Malaysian oil company Ping Petroleum, a subsidiary of DNeX, has agreed to buy the remaining 50 percent stake in the Avalon oil field in the UK North Sea, for $17 million.
Ping will buy the 50 percent stake in the oil field from Summit Exploration and Production, a subsidiary of Sumitomo.

The Avalon Oil field was discovered in May 2014 and further appraised in July 2017. It is located in the North Sea, 120km Northeast of Aberdeen in 120 meters water depth.

Summit and PING UK had in April 2017 agreed for Summit to acquire a 50% working interest in the field. After that, the duo in 2018 agreed for PING UK to be the operator for the Avalon Oilfield.

“Since then, PING UK has undertaken an extensive review of available development options and had recently decided on the appropriate development concept,” Ping’s parent firm DNeX said this week.

The Avalon Oilfield is currently in the second term of its license which will expire in June 2022.

The extension of this license by the UK Oil and Gas Authority (OGA) is subject to the following the issuance of a “no objection letter” by the OGA on the concept select report to be submitted by PING UK as the operator of Avalon Oilfield, and the submission of an acceptable field development plan (“FDP”) to the OGA, subsequent to the issuance of the “no objection letter.“

PING plans to engage with the OGA this month over the concept select and is targeting for the submission of the FDP to be done before the end of 2021. As for the acquisition of the 50 percent stake from Summit, PING will first pay $5 million after completion of the transaction, with the remaining $12.0 million to be paid on a contingent basis on completion of key project milestones and via a production-linked payment.

According to DNeX, Summit has been actively sourcing for a buyer for its remaining 50% interest in the development of the Avalon Oilfield “as they reportedly intend to shift away from the fossil fuel business.”

“As the joint-owner and operator of the Avalon Oilfield, the proposed acquisition would allow PING UK to avoid any potential conflicting decisions which may arise should [Summit] sell its 50% interest to a third party. In addition, the development of the Avalon Oilfield is expected to result in a significant increase in oil production and reserves for PING UK. 

“The development will also provide significant portfolio risk mitigation as PING UK’s revenues would be realized from two independent installations namely from the Anasuria cluster and the Avalon Oilfield after the first production from the Avalon pil field. Further, the Avalon oil field is a proven discovery with significant upside in a politically stable region,” DNeX said.
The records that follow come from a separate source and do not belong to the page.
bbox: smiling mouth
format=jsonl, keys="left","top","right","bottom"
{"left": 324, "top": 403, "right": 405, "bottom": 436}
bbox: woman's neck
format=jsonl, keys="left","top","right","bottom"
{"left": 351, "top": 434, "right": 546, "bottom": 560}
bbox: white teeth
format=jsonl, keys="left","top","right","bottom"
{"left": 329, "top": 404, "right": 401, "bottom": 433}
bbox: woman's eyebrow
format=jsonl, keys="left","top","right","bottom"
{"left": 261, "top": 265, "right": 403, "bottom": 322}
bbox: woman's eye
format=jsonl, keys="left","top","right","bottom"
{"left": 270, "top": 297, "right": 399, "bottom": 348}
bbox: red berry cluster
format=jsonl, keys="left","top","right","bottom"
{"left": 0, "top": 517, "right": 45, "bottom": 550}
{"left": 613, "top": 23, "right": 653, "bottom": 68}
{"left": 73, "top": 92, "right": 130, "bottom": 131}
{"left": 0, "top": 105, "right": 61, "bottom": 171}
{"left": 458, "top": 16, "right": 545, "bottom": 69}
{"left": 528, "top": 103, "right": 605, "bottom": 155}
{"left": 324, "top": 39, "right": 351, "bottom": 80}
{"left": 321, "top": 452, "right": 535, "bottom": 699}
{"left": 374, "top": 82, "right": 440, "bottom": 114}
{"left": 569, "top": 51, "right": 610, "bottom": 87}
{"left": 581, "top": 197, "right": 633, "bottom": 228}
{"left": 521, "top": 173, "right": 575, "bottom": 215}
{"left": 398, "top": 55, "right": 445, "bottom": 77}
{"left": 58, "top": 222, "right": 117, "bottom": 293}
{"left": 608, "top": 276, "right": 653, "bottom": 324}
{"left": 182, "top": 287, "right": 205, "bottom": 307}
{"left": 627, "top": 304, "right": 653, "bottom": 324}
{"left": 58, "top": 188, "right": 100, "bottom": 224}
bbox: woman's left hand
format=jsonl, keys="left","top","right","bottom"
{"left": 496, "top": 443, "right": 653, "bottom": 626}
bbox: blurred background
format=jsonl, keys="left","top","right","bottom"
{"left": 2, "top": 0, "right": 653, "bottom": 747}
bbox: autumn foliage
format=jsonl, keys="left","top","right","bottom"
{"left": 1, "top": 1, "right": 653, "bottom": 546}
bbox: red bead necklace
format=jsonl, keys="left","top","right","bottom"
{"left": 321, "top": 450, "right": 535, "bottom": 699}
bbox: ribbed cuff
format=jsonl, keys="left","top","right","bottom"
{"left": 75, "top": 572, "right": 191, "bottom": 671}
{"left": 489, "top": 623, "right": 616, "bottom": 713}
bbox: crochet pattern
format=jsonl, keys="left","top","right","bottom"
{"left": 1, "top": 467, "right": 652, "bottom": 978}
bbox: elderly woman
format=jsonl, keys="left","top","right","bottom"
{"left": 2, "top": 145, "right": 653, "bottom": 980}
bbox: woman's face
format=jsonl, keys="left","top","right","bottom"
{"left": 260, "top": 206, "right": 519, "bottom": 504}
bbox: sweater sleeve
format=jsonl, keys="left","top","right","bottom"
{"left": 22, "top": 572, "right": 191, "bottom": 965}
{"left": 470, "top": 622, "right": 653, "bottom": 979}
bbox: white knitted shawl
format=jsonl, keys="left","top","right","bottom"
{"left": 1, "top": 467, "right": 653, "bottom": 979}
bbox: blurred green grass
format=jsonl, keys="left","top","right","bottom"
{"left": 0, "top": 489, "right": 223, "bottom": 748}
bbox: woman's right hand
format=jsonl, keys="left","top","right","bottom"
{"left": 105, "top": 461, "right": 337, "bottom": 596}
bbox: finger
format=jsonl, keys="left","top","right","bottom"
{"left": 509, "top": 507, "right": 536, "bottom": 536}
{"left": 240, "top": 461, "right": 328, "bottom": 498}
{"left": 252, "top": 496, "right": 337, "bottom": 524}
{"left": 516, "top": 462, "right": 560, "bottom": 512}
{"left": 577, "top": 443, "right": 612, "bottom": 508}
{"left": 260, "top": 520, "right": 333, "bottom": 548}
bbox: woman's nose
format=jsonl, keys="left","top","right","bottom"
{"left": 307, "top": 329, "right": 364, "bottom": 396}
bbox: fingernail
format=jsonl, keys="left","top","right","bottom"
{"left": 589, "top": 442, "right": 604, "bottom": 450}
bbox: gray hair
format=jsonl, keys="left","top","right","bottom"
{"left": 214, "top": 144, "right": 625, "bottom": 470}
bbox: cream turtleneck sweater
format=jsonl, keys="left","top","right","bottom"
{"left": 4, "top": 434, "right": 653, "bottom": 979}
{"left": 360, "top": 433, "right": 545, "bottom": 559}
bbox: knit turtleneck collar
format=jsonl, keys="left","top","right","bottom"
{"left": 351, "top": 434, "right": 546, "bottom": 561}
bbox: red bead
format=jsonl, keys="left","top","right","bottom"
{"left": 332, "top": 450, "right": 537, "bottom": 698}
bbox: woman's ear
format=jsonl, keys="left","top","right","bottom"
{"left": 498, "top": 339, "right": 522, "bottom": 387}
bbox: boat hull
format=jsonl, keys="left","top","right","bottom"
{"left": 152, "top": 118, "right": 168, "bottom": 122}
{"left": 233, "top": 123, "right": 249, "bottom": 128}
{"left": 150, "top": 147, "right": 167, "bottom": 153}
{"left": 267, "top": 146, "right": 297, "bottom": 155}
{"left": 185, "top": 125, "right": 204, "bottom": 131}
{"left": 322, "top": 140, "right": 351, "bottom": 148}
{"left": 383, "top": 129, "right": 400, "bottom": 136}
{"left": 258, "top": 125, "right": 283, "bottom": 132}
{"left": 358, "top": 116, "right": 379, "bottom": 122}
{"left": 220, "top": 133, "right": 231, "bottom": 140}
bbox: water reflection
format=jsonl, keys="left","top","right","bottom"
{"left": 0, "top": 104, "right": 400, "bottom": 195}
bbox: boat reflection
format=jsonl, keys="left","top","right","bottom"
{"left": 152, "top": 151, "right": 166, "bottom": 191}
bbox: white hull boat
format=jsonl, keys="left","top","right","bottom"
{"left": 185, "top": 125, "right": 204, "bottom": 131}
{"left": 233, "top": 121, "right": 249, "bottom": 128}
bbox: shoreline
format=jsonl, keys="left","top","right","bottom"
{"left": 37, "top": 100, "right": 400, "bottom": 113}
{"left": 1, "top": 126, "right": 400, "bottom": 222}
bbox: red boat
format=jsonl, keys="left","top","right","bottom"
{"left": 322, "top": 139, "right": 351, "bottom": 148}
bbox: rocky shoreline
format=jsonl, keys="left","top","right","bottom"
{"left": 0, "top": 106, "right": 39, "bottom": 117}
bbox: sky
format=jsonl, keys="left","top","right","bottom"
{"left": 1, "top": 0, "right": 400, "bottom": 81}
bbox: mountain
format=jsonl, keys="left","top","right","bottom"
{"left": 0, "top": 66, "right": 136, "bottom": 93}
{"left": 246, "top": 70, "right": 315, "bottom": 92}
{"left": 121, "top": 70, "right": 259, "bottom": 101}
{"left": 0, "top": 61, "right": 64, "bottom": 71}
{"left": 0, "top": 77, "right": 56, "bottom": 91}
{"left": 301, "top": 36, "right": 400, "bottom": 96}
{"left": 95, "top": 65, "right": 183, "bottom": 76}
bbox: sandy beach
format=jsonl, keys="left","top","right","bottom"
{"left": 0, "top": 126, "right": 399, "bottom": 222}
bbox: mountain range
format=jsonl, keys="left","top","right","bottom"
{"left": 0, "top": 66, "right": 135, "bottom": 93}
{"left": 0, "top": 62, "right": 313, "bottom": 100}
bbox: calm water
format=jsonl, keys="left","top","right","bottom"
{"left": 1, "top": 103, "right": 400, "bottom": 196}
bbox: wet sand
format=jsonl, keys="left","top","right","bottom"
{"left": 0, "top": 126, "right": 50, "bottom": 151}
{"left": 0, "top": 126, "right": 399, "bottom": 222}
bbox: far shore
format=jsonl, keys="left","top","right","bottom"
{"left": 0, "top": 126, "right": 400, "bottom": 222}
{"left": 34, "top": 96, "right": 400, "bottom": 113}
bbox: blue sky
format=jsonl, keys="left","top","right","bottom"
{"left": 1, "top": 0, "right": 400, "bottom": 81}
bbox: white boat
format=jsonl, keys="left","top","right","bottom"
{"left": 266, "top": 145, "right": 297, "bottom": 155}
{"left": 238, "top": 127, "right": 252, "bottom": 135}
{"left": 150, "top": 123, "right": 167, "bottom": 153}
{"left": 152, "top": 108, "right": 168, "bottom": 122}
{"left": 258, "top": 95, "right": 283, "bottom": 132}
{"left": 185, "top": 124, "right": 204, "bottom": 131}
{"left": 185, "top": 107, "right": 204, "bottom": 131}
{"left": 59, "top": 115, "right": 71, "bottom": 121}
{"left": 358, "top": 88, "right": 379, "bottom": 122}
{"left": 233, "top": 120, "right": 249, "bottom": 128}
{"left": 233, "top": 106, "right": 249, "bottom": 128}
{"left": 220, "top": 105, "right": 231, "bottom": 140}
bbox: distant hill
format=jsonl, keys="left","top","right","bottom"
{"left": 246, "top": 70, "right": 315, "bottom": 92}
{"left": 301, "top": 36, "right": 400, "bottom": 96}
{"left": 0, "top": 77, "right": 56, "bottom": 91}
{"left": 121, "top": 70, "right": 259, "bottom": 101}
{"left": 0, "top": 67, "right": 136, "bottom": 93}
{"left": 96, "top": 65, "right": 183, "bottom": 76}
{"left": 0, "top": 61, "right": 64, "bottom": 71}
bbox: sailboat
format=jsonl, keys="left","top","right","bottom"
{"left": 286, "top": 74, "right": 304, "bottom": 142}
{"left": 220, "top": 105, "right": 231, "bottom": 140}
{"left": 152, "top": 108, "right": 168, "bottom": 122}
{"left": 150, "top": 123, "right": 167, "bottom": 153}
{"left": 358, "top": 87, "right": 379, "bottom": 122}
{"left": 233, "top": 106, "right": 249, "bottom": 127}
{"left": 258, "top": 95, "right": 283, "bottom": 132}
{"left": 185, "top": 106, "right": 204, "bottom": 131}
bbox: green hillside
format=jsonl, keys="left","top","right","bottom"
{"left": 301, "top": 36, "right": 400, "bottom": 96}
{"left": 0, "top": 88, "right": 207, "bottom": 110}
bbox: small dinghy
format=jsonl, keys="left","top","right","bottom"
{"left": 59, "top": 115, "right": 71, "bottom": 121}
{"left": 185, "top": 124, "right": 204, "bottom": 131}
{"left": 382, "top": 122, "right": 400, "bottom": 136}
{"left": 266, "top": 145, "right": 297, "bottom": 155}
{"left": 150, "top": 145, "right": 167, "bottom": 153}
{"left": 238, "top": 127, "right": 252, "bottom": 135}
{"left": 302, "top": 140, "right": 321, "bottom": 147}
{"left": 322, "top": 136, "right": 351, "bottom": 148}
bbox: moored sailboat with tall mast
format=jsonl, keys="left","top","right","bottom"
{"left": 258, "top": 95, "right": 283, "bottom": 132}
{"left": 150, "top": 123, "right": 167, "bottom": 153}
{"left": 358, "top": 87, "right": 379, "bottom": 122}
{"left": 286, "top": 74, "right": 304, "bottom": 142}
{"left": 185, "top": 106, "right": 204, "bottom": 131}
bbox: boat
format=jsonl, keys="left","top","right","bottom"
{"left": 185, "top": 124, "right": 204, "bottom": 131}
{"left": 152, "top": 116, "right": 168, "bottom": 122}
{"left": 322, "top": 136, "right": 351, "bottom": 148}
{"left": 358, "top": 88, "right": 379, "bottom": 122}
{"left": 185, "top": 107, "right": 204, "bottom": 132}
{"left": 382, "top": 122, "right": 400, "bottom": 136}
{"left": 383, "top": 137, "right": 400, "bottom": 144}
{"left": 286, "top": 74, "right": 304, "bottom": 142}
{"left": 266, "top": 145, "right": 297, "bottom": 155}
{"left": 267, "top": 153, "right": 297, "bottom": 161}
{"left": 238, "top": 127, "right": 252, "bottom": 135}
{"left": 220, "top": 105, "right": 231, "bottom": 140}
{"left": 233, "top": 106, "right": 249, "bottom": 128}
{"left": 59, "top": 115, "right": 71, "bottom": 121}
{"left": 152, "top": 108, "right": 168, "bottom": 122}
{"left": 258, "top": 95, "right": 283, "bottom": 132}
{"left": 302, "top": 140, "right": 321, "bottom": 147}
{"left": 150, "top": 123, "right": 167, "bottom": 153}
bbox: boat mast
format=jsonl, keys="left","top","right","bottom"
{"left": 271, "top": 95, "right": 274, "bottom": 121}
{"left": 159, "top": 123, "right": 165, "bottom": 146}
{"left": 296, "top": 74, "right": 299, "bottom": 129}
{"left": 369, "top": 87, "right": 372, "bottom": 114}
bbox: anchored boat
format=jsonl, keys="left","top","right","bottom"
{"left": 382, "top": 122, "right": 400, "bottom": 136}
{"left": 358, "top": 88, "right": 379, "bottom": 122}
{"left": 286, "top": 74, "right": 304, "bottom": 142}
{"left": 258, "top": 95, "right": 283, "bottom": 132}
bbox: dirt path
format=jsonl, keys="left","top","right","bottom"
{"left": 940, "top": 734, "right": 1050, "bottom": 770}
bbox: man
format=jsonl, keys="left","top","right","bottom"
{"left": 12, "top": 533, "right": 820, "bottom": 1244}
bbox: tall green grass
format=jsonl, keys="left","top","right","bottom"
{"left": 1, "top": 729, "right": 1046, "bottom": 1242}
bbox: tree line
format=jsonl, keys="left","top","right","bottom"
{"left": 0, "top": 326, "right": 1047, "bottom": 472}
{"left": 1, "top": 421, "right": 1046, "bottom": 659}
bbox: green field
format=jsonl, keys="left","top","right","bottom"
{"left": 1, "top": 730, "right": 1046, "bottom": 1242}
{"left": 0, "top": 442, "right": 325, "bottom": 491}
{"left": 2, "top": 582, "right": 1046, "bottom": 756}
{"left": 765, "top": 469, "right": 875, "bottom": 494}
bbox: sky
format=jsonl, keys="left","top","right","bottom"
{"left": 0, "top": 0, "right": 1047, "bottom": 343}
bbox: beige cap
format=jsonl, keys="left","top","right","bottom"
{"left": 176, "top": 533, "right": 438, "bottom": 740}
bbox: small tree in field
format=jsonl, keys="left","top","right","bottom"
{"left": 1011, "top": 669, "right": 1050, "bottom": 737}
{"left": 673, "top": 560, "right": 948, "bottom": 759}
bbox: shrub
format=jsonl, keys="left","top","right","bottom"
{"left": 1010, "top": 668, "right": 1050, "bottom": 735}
Following submission of the FDP, PING plans to begin work on the Front End Engineering and Design (“FEED”) for the selected development concept whole sourcing for long-lead items and materials for drilling and development activity.

Following approval of the FDP which Ping expects by Q2 2022, the company plans to start drilling of development wells on Avalon in Q3 2022 while installation and hook-up of the production facility is planned one year later in Q2 2023. 

“Based on the current estimates, Avalon oil field is expected to begin producing oil by July 2023,” the company said, without sharing details on the development concept.

Back in early 2020, UK-focused oil firm Jersey Oil & Gas said it would lead a study aimed at forming a hub to potentially collaboratively develop oil discoveries made by several operators in the Greater Buchan Area in the UK North Sea.

The company said the discoveries included Buchan, J2 and Glenn – operated by Jersey Oil & Gas (100%); Verbier – operated by Equinor UK Limited (70%) (a stake soon to be re-acquired by JOG) alongside its partners Jersey Petroleum Limited (18%) and CIECO Exploration and Production Limited (12%); Avalon – operated by Ping Petroleum UK Limited (50%) alongside its partner Summit Exploration and Production Limited (50%); and Leverett – operated by Zennor Resources (N.I.) Limited (100%).